Con Francesca Muoio e Luca Trezza, un omaggio a Dante Alighieri ma prima ancora a Matilde Donnarumma Pierro che tradusse in napoletano canti della Divina Commedia.
Sabato 18 marzo, alle ore 21.00, al Teatro Bolivar (Via Bartolomeo Caracciolo,30), diretto da Nu’Tracks, arriva “Divin ‘a ‘mmente Dante”, un omaggio a Dante di e con Francesca Muoio e Luca Trezza. Lo spettacolo proporrà l’ascolto di una Divina Commedia diversa rispetto a quella studiata a scuola così che anziani, adulti e giovani possano forse riapprezzarne meglio la bellezza e riconoscerne la familiarità.
C’è stata una donna napoletana, Matilde Donnarumma Pierro, pronipote per altro dell’omonimo Pierro, titolare della famosa casa editrice napoletana con la quale stamparono le loro opere anche Benedetto Croce, Salvatore Di Giacomo, Matilde Serao, Gabriele D’Annunzio e Eduardo Scarpetta, che ha pensato bene di utilizzare il suo dialetto per “tradurre” l’opera di Dante e renderla così più comprensibile al popolo. Era il 1963 e la Divina Commedia in napoletano venne pubblicata con l’identica struttura di quella originale dei 14.233 versi in terzine di endecasillabi a rima incatenata. Cento canti che purtroppo, però, Matilde non ha fatto in tempo a pubblicare tutti. Abbiamo i canti dell’Inferno, alcuni del Purgatorio, ma nessuna traccia del Paradiso. La stessa scrittrice però dichiarava che non si trattava di una vera e propria traduzione in quanto “il poeta è inimitabile, intraducibile, ma ci si può avvicinare molto senza tradirne il pensiero e il linguaggio.”

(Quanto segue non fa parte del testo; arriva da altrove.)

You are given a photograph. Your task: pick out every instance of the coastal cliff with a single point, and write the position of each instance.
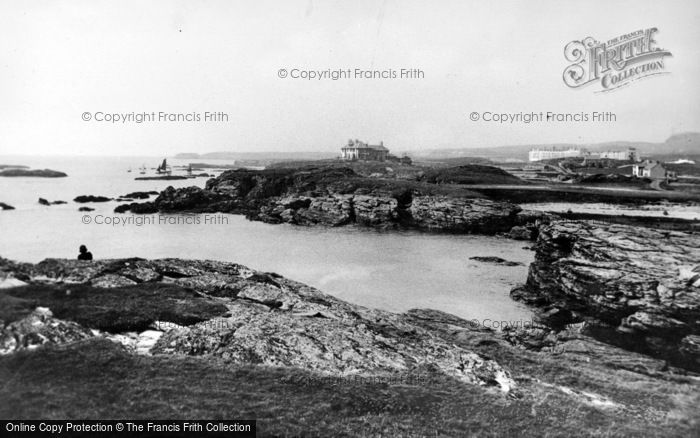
(336, 196)
(117, 337)
(634, 287)
(216, 309)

“Dante era il primo a giocare con la musicalità delle lingue e dei dialetti e a rendersi conto della loro grande potenza artistica – raccontano Trezza e Muoio, mentre spiegano da dove nasce l’idea di “Divin ‘a ‘mmente” -. Il poeta sapeva che ogni lingua produce una letteratura e ogni letteratura può moltiplicarsi in altre ed altre lingue ancora, fino a diffondersi come una macchia infinita in tutto il mondo. Ed è proprio ciò che è successo alla Divina Commedia, che è stata tradotta in ormai duecento e più lingue e dialetti diversi, per raggiungere duecentomila e più popoli e renderla ad oggi davvero un’opera universale. Vogliamo perciò esporre in maniera leggera e semplice la struttura dell’opera alternandola alla lettura di alcuni frammenti di questi “nuovi” canti dell’Inferno – continuano gli autori e attori – Dante ci insegna che ricordare è fondamentale ed è per questo che “Tien ‘a mmente!”,
“Tien ‘a mmente!”, il famoso detto napoletano, esplicita perfettamente il senso di ciò che vogliamo dire con questo progetto. Tien ‘a mmente la Divina Commedia, tien ‘a mmente che è divina e perché lo è, tien ‘a mmente Dante, il suo ingegno e la sua poesia e, soprattutto, tienn ‘a mment che il dialetto di ogni singolo popolo è un patrimonio inestimabile che, come uno specchio teneramente implacabile, ci rivela ogni volta ciò che siamo stati e ciò che siamo oggi. In omaggio a Dante Alighieri, a Matilde Donnarumma Pierro, a Napoli e a tutti gli altri Dante poliglotti sparsi nel mondo”.